Branch (earlier Branch Metrics) is a mobile software company focused on mobile deep linking and attribution. The headquarters of the Branch is located in Palo Alto, California.

History 
Branch Metrics was founded on April 15, 2014 by Alex Austin, Mike Molinet, Mada Seghete, and Dmitri Gaskin. In the summer of 2014, the company completed the StartX Accelerator program at Stanford University.

In September 2014, Branch announced the completion of a $3 million venture funding round led by New Enterprise Associates. In 2015 Branch won a startup competition at Mobile World Congress. 

In February 2015, the company completed a $15 million Series A funding followed by additional $35 million funding in January 2016. 

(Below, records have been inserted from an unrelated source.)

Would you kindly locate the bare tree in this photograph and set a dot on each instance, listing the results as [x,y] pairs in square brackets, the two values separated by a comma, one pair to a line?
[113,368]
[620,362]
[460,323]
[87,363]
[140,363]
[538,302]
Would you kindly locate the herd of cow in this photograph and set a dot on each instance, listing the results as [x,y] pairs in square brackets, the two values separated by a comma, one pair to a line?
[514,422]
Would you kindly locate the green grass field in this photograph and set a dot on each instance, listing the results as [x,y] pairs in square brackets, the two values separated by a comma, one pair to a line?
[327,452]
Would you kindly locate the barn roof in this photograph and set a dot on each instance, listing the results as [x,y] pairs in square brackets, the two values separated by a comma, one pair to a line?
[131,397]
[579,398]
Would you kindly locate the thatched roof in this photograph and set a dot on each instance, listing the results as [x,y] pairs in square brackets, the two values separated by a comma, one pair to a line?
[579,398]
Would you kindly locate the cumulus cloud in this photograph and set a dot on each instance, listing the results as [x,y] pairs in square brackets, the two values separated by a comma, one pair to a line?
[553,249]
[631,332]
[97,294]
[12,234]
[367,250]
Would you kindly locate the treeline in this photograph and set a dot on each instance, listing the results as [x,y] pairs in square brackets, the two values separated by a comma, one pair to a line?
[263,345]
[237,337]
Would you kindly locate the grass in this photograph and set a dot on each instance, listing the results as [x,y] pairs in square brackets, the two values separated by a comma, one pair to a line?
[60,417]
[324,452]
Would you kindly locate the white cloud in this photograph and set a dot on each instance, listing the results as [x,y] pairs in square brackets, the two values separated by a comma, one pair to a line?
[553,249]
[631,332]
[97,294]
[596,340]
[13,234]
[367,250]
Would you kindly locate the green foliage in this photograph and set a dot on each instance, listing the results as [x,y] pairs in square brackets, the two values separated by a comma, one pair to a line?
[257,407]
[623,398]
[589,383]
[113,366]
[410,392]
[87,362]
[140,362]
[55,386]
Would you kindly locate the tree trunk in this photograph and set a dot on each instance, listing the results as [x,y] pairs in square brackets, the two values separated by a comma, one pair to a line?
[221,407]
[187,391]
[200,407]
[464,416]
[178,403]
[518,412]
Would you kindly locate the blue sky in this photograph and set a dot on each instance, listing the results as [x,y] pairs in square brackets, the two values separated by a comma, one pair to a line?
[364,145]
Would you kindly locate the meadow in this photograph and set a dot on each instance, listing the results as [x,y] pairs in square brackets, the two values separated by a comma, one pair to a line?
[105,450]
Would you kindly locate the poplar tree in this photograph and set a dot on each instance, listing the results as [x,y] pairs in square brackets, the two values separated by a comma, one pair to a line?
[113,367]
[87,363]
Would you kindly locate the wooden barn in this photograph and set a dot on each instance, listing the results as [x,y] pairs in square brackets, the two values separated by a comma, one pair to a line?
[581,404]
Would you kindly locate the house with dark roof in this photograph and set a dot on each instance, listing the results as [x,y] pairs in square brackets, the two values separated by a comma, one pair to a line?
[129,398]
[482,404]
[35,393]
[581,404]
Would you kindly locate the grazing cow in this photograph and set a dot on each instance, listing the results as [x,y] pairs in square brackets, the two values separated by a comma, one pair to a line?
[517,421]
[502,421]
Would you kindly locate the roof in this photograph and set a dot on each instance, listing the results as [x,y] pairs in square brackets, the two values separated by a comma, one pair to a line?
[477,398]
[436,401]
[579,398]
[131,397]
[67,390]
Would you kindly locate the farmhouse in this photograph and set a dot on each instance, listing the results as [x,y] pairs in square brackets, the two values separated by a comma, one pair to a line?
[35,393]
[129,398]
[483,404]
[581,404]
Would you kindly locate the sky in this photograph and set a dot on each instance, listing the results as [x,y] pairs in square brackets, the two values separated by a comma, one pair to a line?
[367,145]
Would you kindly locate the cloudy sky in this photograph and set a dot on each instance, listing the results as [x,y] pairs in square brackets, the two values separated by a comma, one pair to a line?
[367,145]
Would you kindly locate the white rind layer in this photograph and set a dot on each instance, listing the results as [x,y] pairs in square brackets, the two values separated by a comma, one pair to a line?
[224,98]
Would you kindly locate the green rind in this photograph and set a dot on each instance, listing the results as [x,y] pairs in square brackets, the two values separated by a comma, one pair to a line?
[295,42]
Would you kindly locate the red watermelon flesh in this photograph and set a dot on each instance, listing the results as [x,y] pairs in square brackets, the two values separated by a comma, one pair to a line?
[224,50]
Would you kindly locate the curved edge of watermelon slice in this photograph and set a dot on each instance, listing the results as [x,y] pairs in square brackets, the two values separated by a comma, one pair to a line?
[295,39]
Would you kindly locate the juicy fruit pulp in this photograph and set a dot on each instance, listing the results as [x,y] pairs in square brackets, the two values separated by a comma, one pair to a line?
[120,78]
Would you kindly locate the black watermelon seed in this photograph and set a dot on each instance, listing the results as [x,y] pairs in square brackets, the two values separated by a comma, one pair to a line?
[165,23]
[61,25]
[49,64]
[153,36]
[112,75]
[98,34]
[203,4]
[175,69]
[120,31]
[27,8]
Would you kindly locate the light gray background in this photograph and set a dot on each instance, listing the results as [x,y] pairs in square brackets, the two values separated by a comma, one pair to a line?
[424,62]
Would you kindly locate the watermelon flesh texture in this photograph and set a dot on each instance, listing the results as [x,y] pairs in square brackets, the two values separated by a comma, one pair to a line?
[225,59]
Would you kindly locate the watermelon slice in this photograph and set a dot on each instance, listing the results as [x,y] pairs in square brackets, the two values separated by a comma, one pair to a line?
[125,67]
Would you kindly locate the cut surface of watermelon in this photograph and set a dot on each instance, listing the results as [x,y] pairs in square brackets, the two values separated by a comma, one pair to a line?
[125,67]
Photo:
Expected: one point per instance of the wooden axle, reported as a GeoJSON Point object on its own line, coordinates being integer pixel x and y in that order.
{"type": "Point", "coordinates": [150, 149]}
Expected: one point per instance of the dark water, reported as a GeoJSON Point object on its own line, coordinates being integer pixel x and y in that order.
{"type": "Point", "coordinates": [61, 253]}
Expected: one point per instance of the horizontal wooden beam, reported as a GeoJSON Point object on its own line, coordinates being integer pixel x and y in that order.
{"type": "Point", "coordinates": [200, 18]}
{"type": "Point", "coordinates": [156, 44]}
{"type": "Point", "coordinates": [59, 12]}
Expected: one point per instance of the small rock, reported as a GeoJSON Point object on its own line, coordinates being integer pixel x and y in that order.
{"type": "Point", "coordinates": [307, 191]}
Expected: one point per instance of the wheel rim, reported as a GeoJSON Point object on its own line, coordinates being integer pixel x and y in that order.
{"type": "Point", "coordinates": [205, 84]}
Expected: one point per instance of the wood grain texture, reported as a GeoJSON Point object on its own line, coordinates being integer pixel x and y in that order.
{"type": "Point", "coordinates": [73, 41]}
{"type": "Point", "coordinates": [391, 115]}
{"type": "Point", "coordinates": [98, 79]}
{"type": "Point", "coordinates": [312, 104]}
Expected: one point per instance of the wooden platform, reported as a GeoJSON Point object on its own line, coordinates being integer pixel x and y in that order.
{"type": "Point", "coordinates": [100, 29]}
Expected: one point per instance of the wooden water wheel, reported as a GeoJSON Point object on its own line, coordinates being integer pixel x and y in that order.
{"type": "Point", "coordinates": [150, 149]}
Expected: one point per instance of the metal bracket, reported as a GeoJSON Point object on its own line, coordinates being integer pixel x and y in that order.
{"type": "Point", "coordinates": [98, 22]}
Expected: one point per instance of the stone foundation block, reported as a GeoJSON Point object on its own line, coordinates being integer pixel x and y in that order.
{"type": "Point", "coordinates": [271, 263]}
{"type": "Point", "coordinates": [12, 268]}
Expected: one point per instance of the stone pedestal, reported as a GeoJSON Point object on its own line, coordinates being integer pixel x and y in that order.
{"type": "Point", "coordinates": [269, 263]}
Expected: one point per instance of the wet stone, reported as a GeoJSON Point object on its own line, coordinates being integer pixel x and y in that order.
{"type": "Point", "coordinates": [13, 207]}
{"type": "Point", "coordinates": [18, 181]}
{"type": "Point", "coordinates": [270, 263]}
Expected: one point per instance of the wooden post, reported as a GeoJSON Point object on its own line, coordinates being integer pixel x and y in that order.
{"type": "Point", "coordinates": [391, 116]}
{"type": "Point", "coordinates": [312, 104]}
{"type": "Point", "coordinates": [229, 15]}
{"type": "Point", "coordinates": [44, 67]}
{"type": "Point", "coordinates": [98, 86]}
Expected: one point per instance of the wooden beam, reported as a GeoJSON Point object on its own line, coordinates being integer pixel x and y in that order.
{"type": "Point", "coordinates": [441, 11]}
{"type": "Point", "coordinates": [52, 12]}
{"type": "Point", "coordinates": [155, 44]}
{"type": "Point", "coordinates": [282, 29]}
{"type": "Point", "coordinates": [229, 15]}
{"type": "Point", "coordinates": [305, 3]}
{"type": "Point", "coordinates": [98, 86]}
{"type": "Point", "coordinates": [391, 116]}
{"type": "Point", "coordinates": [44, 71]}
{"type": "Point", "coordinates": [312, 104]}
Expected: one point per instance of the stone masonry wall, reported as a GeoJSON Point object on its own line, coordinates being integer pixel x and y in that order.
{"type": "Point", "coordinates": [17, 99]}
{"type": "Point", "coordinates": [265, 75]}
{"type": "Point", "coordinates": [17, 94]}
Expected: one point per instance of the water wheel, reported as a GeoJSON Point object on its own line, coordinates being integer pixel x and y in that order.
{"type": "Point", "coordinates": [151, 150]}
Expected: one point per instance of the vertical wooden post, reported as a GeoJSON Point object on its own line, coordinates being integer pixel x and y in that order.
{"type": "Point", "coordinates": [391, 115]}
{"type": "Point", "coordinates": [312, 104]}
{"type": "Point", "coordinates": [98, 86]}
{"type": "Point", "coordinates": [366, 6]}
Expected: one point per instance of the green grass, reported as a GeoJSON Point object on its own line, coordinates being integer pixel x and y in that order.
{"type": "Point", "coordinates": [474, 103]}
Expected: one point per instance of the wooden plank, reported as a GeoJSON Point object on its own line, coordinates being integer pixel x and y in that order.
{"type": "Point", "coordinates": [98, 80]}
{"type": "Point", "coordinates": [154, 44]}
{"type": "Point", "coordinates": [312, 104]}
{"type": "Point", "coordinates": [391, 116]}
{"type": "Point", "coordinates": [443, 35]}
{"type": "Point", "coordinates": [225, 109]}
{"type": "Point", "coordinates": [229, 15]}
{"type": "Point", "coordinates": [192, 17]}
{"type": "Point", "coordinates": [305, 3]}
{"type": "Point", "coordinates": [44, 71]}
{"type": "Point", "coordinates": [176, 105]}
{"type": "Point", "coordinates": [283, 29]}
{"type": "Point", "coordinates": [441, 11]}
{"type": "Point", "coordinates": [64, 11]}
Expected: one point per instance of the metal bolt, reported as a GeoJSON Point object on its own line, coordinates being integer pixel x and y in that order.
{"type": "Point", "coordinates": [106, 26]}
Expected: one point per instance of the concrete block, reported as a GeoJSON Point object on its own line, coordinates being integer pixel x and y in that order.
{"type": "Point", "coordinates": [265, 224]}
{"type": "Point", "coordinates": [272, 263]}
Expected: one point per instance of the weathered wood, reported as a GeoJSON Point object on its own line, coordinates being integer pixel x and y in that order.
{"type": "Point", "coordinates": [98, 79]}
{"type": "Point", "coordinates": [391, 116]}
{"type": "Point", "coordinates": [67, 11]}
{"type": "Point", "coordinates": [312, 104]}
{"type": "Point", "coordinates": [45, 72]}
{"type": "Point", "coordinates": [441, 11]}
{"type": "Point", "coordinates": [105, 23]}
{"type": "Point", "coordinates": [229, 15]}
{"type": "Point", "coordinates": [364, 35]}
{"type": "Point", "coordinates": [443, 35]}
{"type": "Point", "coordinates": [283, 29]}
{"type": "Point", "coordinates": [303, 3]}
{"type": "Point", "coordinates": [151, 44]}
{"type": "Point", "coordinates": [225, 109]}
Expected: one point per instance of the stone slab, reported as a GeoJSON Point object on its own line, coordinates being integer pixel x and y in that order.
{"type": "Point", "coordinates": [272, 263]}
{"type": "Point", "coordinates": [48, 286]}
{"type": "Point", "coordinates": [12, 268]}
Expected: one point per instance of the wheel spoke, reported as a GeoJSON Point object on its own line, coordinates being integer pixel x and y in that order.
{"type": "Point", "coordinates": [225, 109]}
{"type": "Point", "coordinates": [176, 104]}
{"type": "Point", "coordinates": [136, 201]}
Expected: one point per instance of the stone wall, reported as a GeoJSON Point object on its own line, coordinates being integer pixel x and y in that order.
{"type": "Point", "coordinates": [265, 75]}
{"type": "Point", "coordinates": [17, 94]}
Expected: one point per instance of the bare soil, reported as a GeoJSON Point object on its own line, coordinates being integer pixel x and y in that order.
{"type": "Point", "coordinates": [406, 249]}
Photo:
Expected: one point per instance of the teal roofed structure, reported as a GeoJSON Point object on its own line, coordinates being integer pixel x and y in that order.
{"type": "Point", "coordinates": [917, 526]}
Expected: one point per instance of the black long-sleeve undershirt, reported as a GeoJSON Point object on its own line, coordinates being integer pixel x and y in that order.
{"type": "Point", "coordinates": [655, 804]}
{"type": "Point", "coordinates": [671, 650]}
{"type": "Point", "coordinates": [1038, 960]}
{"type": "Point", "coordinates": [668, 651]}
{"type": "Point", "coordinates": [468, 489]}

In April 2017, the company raised $60 million in Series C funding from Andy Rubin’s Playground Ventures.

In September 2018, the company authorized the sale of $129 million in Series D shares, and acquired the attribution analytics platform TUNE.

In February 2022, Branch raised $300M in Series F funding at a $4B valuation, led by New Enterprise Associates.  

In 2022, the company acquired two applications of Android customization — Nova Launcher and Sesame Search, and a data platform — AdLibertas.

Technology 
Branch has developed improved deep linking technology that directs users to a specific place within the app the first time a link is clicked, even if the app has not been installed. To do this, Branch Metrics is combining deep linking technology with matching technology.

Branch also uses tools for cohort analysis and touchpoint tracking.